I have been waiting a loooooong while for this book to get into my eager hands. A work friend extolled its virtues and it is the September book club pick for one of the clubs I’m in AND I figured it would be good for any number of bingo squares. I went with Far and Away because both the geographical and cultural differences from where I’m sitting in the American Midwest to rural Korea in the 1900s are expansive.
While I was reading it, I was reminded of Gabriel Garcia Marquez’ “One Hundred Years of Solitude” because Lee, like Marquez, follows one family through nearly a generation. I know that Marquez is lauded as almost the founding father of magical realism, but y’all, I felt like I had LIVED through 100 years of solitude in order to get through that book. I’m pleased to say that Lee hits some of the same sweeping epic notes, but she moves the action and characters along briskly, so that you are easily swept up in this narrative.
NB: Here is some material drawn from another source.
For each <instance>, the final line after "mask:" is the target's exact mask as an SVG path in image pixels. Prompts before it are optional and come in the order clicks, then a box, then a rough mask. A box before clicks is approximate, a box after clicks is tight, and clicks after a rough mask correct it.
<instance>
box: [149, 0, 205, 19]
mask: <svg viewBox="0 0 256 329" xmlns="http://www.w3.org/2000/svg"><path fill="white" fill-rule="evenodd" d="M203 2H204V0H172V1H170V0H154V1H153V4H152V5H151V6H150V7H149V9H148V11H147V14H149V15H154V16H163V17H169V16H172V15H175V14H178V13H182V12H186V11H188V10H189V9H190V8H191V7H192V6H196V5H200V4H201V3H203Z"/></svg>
It’s hard to get into the nitty gritty of this book without spoiling some of the early plot points, so I’ll keep it brief. We follow one family from the 1900s through the 1980s and see how impossible choices, between a rock, and a slightly less pointy rock, shape the future. It was a moving story about family, war, hardship, and love. Lee is masterful at getting the reader from A to Z. Once the initial action is set, she begins to “time travel” in that every few chapters she jumps a head a few years, and sometimes to a different city with a different family member. This keeps the reader up-to-date on everyone without constantly having to backtrack in the narrative. Plus, she allows the characters to give details about each other. For example, the end of one chapter has a couple, I’ll call A and B just starting out, but the start of the next chapter is two years later, in another city, and a relative of A, C mentions to another character D, offhandedly, that A and B have a baby on the way. So, the reader knows what’s been happening. This is a unique way to “show, not tell” and I was very engaged because of it. If anything, Lee moves it along a little too quickly which is unusual for a book with such wide scope.
Fun fact: I’m a stickler for trying to make sense of a title and it takes quite while for the title to click together with the action of the book, and in fact about halfway through I recall pondering, “Soooo, Pachinko? Por que??” But, it all becomes crystal clear in the latter half. Stay the course.
In conclusion, I see what this book was a finalist for the national book award, and I agree with all the hubbub. Two thumbs up, do recommend.